An example of this is a simple taint propagation analysis, where the return value of some CFG must always be considered tainted, thus acting as a source of tainted information. In non-relational value domains (i.e., implementations of BaseNonRelationalDomain), the natural entry point for annotation-driven customization is the fixedVariable method. This method is called during assignment whenever the analysis needs a fixed abstract approximation for a given Identifier, and it takes precedence over the normally computed value when it does not return the bottom element. By inspecting the annotations of the identifier inside fixedVariable, a domain can immediately assign a specific abstract value to a variable based on its annotations, without looking at its computed value. Since a CFG’s return value is always annotated with the annotations of that CFG, the CFGReturn identifier will contain a taint annotation whenever a source of tainted data is invoked. Then, fixedVariable can return a lattice element representing a tainted value whenever the CFGReturn variable is annotated with the taint annotation, thus ensuring that the taint is correctly propagated through the analysis.

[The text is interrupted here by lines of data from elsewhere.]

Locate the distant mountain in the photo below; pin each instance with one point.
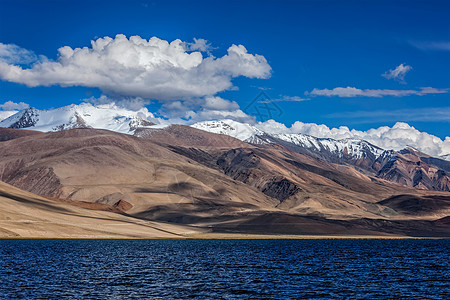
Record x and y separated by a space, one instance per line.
407 167
85 115
210 182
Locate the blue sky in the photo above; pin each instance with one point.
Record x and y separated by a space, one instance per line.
308 45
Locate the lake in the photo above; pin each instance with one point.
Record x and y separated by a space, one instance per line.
226 269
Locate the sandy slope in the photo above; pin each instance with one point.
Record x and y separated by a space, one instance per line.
25 215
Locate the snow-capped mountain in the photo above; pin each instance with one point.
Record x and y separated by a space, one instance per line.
241 131
347 147
85 115
407 167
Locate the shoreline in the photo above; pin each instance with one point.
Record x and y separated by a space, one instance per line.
237 236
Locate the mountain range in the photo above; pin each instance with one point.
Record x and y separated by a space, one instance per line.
221 176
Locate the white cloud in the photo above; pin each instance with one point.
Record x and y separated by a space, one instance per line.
9 106
397 137
285 99
349 92
422 114
398 73
199 45
133 103
13 54
136 67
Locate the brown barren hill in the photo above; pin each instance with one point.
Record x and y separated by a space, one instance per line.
186 176
25 215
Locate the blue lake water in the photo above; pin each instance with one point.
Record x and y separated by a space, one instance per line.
225 269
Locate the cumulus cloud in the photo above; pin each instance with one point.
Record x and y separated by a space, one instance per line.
396 137
10 106
398 73
196 110
200 45
349 92
132 103
13 54
136 67
423 114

For example, the BaseTaint domain of LiSA defines:

public static final Annotation TAINTED_ANNOTATION = new Annotation("lisa.taint.Tainted");
public static final AnnotationMatcher TAINTED_MATCHER = new BasicAnnotationMatcher(TAINTED_ANNOTATION);

and overrides fixedVariable to return a tainted or clean abstract value depending on which annotations are present on the identifier:

@Override
public L fixedVariable(
        Identifier id,
        ProgramPoint pp,
        SemanticOracle oracle)
        throws SemanticException {
    Annotations annots = id.getAnnotations();
    if (annots.isEmpty())
        return bottom();

    if (annots.contains(BaseTaint.TAINTED_MATCHER))
      return tainted();

    return bottom();
}

Annotations on program elements other than identifiers (e.g., on compilation units or code member descriptors) can be accessed through the Program or the ProgramPoint, and can be used in any part of the domain’s logic, not just in fixedVariable.